NATIONAL

People in higher positions more likely to see ‘hoesik’ as necessary

By Yim Hyun-su

Most workers prefer one ‘hoesik’ per month, new survey suggests

  • Published : Dec 5, 2018 - 09:47
  • Updated : Dec 5, 2018 - 09:47
A new survey suggests that people in higher positions in the workplace are more likely to see work meals, widely known as ‘hoesik’ in South Korea, as necessary.

According to a recent survey conducted by Job Korea targeting 230 Korean employees, over 73 percent of the respondents said hoesik felt like overtime work.

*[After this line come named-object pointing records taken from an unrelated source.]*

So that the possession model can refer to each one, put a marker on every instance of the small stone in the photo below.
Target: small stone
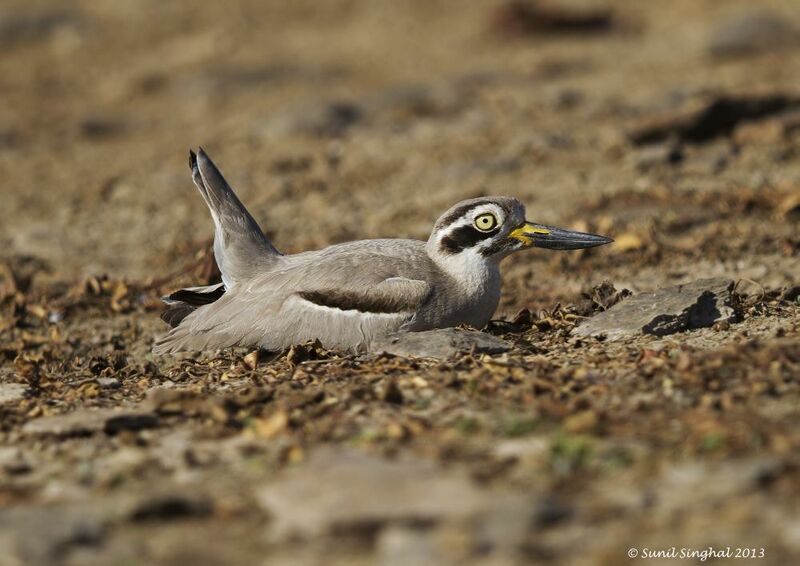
(12, 392)
(109, 382)
(581, 422)
(441, 343)
(13, 461)
(391, 392)
(628, 241)
(167, 506)
(698, 304)
(251, 359)
(338, 491)
(89, 421)
(654, 155)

While the majority of respondents said the ideal number of work meals was one per month, the findings showed a gap in opinions between those in higher positions and their juniors.

(Herald DB)

Nearly 30 percent of workers holding a position higher than department head said work meals were “necessary,” while 31 percent of regular staff members and 29 percent of deputy section chiefs or the equivalent said they were not.

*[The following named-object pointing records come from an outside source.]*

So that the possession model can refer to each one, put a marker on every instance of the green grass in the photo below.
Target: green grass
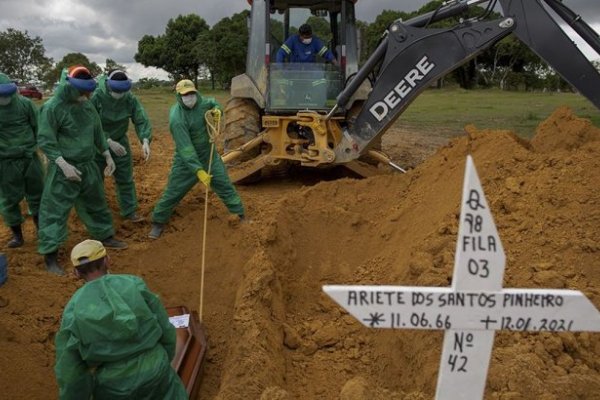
(448, 111)
(445, 111)
(158, 101)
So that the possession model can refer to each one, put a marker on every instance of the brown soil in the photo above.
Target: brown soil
(273, 334)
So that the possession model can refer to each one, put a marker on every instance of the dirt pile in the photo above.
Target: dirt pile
(273, 334)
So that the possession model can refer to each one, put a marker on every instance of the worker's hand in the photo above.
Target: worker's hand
(146, 149)
(216, 115)
(204, 177)
(110, 164)
(71, 173)
(117, 148)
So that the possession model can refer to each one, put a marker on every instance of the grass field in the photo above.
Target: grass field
(447, 110)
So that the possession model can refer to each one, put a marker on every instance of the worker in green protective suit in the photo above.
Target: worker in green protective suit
(116, 105)
(191, 159)
(115, 339)
(70, 134)
(21, 174)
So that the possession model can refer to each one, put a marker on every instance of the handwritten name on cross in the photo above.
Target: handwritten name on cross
(474, 307)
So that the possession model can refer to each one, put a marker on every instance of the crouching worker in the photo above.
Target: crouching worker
(115, 340)
(191, 160)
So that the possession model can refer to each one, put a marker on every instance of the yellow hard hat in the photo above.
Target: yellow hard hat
(87, 251)
(185, 86)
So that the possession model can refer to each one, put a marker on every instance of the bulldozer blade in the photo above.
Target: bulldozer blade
(362, 169)
(383, 158)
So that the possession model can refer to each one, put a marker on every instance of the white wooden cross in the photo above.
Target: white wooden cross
(474, 307)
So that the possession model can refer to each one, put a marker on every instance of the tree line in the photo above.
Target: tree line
(190, 48)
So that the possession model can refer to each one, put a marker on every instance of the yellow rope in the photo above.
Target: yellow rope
(214, 130)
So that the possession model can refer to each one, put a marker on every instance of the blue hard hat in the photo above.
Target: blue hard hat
(8, 89)
(119, 86)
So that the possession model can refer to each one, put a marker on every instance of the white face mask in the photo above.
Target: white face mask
(189, 100)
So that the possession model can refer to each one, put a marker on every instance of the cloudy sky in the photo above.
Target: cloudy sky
(111, 28)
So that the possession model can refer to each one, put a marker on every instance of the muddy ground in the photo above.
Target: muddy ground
(274, 335)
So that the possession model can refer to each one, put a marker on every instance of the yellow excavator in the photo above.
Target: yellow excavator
(324, 114)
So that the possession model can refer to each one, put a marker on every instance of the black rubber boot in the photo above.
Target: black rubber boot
(17, 239)
(156, 231)
(52, 265)
(112, 243)
(135, 217)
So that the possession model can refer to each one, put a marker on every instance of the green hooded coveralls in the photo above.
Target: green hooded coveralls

Over half of respondents said they were at liberty to avoid work meals despite feeling slightly pressured, while just below 30 percent said they were free to make their own decisions.

Only around 19 percent said they felt compelled to go, the survey showed.

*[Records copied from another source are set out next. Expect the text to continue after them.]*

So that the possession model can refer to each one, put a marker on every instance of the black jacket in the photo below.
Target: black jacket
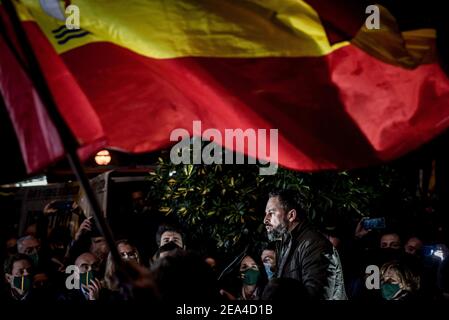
(306, 255)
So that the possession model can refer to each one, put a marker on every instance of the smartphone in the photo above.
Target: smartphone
(436, 250)
(63, 205)
(374, 223)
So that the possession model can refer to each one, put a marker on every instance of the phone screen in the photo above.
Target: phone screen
(375, 223)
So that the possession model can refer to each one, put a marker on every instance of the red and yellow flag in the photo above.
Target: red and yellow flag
(341, 95)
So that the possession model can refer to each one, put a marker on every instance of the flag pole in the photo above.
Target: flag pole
(68, 139)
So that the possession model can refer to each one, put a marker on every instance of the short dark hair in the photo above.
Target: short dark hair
(289, 200)
(167, 227)
(9, 263)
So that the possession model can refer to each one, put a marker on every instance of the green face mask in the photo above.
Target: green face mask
(86, 277)
(389, 290)
(23, 283)
(251, 276)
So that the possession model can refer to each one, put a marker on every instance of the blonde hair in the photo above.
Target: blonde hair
(110, 279)
(408, 280)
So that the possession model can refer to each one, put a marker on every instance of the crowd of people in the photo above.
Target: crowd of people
(300, 261)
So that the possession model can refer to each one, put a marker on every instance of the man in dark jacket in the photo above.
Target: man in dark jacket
(304, 253)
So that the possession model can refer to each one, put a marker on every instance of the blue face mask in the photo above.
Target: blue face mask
(270, 274)
(389, 290)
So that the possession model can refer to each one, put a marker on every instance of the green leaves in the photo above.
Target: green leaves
(224, 205)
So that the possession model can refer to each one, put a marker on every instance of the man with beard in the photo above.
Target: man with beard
(304, 253)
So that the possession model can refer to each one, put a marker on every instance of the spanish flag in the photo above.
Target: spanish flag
(343, 89)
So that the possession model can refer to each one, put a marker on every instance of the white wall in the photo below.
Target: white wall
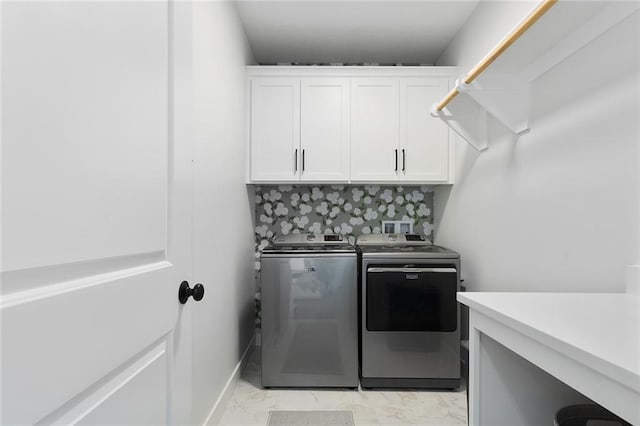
(557, 209)
(223, 323)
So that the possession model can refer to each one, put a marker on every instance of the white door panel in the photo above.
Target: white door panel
(96, 200)
(275, 130)
(324, 129)
(91, 182)
(374, 129)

Despite their notoriety, hoesik could soon be heading for the exit ramp as a growing number of Koreans are finishing their dinners earlier than before.

A study by Shinhan Card last month revealed that the volume of credit card transactions at restaurants was at its peak between 7 p.m. and 8 p.m. this year, accounting for 26.1 percent.

The most popular time frame for dining out has moved counterclockwise over the years, as the peak hour for credit card payments at restaurants in 2012 was 8 to 9 p.m.

“Compared with the earlier drinking culture that used to last into the late hours, society’s attitude of encouraging going home early and spending one’s free time on one’s own might have played a role (in advancing the dinner hour),” the company said.

A further look at the report shows that workers in their 40s had led the charge, while the shift in peak dinner hours was most significant among office workers.